Following the victory of incumbent Senator Raphael Warnock (D) in the Georgia Senate run-off election, Democrats hold a 51-49 Senate majority in the 118th Congress that begins Jan. 3, 2023. Less than a week after the Georgia run-off, Arizona Senator Kyrsten Sinema (D) changed her party affiliation to Independent, although it appears she will continue to caucus with Democrats (like the chamber’s two other Independents – Senator Bernie Sanders (I-VT) and Senator Angus King, (I-ME). In the House of Representatives, all races have now been called with the Republications taking a 222 majority votes to the Democrats’ 212. That number will increase to 213 after the Virginia special election in February 2023 for the seat of Virginia Rep. Don McEachan who died three weeks after the election. “Expect some gridlock, especially in the beginning of the next Congress,” said Edward Ayoob, NAFEM legal counsel, Barnes & Thornburg.
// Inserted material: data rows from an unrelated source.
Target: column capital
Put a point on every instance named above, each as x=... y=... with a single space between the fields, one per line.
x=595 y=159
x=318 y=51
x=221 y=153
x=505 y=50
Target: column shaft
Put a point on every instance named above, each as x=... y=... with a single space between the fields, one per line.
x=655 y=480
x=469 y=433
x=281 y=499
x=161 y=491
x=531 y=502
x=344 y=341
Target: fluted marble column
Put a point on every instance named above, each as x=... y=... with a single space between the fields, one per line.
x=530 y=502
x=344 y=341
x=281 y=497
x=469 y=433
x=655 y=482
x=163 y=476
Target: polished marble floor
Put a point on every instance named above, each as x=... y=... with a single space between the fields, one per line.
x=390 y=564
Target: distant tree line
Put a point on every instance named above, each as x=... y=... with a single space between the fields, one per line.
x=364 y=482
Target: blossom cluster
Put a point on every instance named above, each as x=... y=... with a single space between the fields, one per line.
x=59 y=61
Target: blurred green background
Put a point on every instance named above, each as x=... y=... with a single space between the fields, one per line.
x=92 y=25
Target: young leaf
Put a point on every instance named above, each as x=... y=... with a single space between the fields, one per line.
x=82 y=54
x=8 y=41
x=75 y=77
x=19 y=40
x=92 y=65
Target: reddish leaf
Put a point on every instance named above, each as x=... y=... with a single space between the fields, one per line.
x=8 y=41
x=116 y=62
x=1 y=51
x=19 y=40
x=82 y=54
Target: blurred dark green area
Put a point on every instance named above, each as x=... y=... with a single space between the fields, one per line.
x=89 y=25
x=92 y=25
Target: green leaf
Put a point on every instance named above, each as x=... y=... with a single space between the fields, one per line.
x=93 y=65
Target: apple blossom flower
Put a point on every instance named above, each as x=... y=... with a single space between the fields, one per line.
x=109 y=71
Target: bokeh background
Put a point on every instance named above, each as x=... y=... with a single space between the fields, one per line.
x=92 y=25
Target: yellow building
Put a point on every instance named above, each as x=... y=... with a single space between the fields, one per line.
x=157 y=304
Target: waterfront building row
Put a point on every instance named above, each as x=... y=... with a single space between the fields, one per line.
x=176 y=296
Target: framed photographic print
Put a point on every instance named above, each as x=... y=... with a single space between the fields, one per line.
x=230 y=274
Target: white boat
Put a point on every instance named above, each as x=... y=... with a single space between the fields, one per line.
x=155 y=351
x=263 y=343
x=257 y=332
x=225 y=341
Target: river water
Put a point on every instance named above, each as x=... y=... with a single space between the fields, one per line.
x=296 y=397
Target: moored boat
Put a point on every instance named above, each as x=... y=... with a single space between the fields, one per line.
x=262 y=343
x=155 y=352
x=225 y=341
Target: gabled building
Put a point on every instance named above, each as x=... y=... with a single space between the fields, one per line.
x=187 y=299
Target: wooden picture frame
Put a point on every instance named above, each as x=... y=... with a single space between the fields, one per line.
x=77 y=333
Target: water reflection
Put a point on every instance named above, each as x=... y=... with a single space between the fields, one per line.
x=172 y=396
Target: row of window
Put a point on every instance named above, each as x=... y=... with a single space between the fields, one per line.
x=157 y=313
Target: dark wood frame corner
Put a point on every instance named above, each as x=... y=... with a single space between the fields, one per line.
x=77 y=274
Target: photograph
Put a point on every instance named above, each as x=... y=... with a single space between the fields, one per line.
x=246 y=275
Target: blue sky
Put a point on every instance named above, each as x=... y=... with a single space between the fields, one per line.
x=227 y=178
“It’s clear that Congress is as divided as the country,” Ayoob said. “Since Republications can only lose four votes on any bill unless they secure Democrat support, if both sides can find common concerns the situation could spur cooperation. Business issues that labor supports, along with critical supply chain issues, could bring the parties together, although both parties would likely lose their right and left fringes in doing so. Otherwise, expect a slow-moving Congress even before normal 2024 presidential election delays.”

While the composition of Congress is finalized, several important variables remain. The Speaker of the House is yet to be decided when this newsletter was finalized. “Kevin McCarthy doesn’t have the votes, so the question is what concessions he must make and to whom to win the role,” Ayoob said.

Congress also needs to pass a year-end Fiscal Year 2023 spending package or another Continuing Resolution to keep the federal government open. The current agreement is set to expire Dec. 16, with a second Continuing Resolution expected to extend that deadline to Dec. 23. If a full-year spending package can be negotiated, legislation to address tariffs or other trade matters could be included. The chair of the powerful House Ways and Means Committee also is up in the air.

Overall, there is not much change on other committees important to NAFEM, other than chairs and ranking members in the House trading places. Something Washington insiders are excited to watch are the two Appropriations committees which, in a historic first, will be run by four women. “We’re seeing a genuine desire on their part to get things done and will be watching them closely,” added Ayoob.